Collinson stumbles under the weight of Hector. James catches his arm and steadies him.

“I am not inclined to speculate,” gasps the professor. “I experiment. I gather evidence. I test proofs. Huxley wanted to discuss it, but I flatly refused.”

“When the sniper spoke, it was as if part of his speech was being translated. Poorly. Something is interfering with our senses.”

“Do you mean to say that we are not in our right minds?”

“Yes.”

“On that point, we agree. We are sick and thirsty. We barely eat, we hardly sleep and we are surrounded at all times by the most gruesome of sights. Our CO is a madman. Look…” Collinson points at a rock. “I just saw that rock bend. Am I to speculate as to the suspiciously malleable quality of solids or do I conclude that my senses are deranged? And if our senses are deranged, then further speculation is pointless. We are subject to hallucinations and fancies. We must ignore them and cling to what we know. Otherwise we will not last much longer.”

 

T
hey arrive
at the dressing station and stumble through the camp to the entrance of the necropolis. A line of wounded men, some sitting, some lying down, wait under a tarp. James shouts down the hole to Blore that Sergeant Hector has been shot in the back of the head and needs immediate treatment. He finds and unfolds a stretcher and slowly Collinson crouches so that the wounded man can be taken from his back and laid upon the bloody canvas.

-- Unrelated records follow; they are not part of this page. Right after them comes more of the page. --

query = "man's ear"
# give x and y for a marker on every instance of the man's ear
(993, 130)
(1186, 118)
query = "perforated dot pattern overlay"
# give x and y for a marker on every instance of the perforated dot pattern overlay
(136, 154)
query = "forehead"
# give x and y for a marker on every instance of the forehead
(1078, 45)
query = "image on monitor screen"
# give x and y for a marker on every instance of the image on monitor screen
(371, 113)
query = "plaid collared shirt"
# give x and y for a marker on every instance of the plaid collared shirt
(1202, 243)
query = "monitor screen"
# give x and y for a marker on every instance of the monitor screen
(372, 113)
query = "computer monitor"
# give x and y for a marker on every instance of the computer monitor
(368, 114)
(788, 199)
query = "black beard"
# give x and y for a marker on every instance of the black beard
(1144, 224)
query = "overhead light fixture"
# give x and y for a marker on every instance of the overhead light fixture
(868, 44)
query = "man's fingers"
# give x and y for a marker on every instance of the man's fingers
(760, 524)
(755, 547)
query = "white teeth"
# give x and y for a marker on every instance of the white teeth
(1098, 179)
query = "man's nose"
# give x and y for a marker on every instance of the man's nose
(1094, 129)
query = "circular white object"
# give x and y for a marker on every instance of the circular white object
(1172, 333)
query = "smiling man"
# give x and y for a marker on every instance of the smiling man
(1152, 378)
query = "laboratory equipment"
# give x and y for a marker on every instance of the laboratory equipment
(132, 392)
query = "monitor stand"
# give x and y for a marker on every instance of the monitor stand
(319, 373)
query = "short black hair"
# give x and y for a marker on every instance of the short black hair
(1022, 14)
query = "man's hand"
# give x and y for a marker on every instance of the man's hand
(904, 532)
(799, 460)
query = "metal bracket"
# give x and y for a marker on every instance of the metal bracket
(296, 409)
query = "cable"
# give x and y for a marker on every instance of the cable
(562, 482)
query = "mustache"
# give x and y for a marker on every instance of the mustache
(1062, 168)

“Send him down!” says Blore.

After strapping Hector in, Collinson takes the stretcher handles at the foot end and looks expectantly back to James. The rest of the ambulance is working the line. The battle continues to rage upon the ridge. He cannot avoid descending into the necropolis any longer. The vertigo. It is time. James picks up the head end of the stretcher and braces his body to bear the full weight; Collinson backs into the hole, sliding down a worn groove in the mud. The stretcher is lowered into the grave at an obtuse angle, and as his face passes out of the sunlight, Hector sighs with acceptance.

In the corners of the necropolis, by the light of a lantern, two men, each with a severed arm, sit in grey silence, hooked up to one another’s blood supply. In the grave, the fresh ferrous tang of blood mixes with mildewed uniforms, acrid sweat and damp earth. Blore works so quickly, mechanically so, there is not the time to empty the large bucket of amputated parts.

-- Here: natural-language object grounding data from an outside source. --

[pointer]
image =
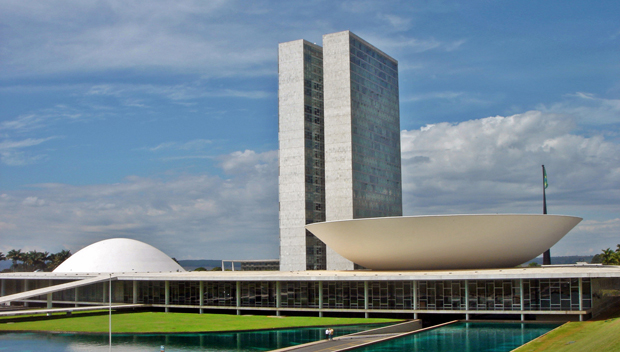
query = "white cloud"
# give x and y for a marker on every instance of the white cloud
(494, 165)
(12, 155)
(193, 145)
(587, 108)
(190, 216)
(76, 36)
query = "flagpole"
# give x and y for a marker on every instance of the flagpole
(547, 253)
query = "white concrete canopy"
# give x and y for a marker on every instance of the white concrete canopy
(443, 241)
(119, 255)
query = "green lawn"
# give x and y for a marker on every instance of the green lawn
(599, 336)
(168, 322)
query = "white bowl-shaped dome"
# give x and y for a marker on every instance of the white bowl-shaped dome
(118, 255)
(443, 241)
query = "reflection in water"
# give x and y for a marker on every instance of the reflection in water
(466, 337)
(241, 341)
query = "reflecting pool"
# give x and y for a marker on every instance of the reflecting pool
(466, 337)
(221, 342)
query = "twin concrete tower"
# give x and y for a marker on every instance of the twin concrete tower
(339, 136)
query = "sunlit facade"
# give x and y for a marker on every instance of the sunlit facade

“Lot of amputations today,” says Blore, as he preps a local anaesthetic of procaine hydrochloride. “Turks are throwing over grenades and some of our fellows are catching them like cricket balls and throwing them back.” He nods at the two men with their missing arms. “Fuses aren’t always reliable, are they lads?” The injured men show a willingness to be cheery even if they lack the spirit for it.

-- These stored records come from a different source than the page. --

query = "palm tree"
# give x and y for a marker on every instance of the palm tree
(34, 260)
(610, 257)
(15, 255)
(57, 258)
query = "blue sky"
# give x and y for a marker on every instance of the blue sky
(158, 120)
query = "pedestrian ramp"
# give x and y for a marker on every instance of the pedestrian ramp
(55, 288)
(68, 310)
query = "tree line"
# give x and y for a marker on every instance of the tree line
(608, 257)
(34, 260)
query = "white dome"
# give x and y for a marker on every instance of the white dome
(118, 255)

James and Collinson place their friend on the operating table. Hector raises two fingers of objection. James closes his hand around them, and Hector gives him a ghastly bloodstained smile.

Once the orderly has cleaned and shaved Hector’s head, Blore tightens a rubber band just above the patient’s ears to control the bleeding. The constriction makes Hector agitated. Blore calms him with a whisper: “It’s routine, son.”

Blore applies antiseptic.

“Cold,” murmurs Hector.

“Try not to speak,” says Blore. He adjusts the mirror to reflect sunlight upon the neat hole in Hector’s skull, then he makes a tripartite scalp incision, cutting around the wound, widening it. The tough covering of the dura mater is exposed and must be drawn back using forceps. Then he palpates the brain along the track of the bullet using a soft rubber catheter; finding a white splinter of bone in the tissue, he applies gentle suction with the catheter to draw it out.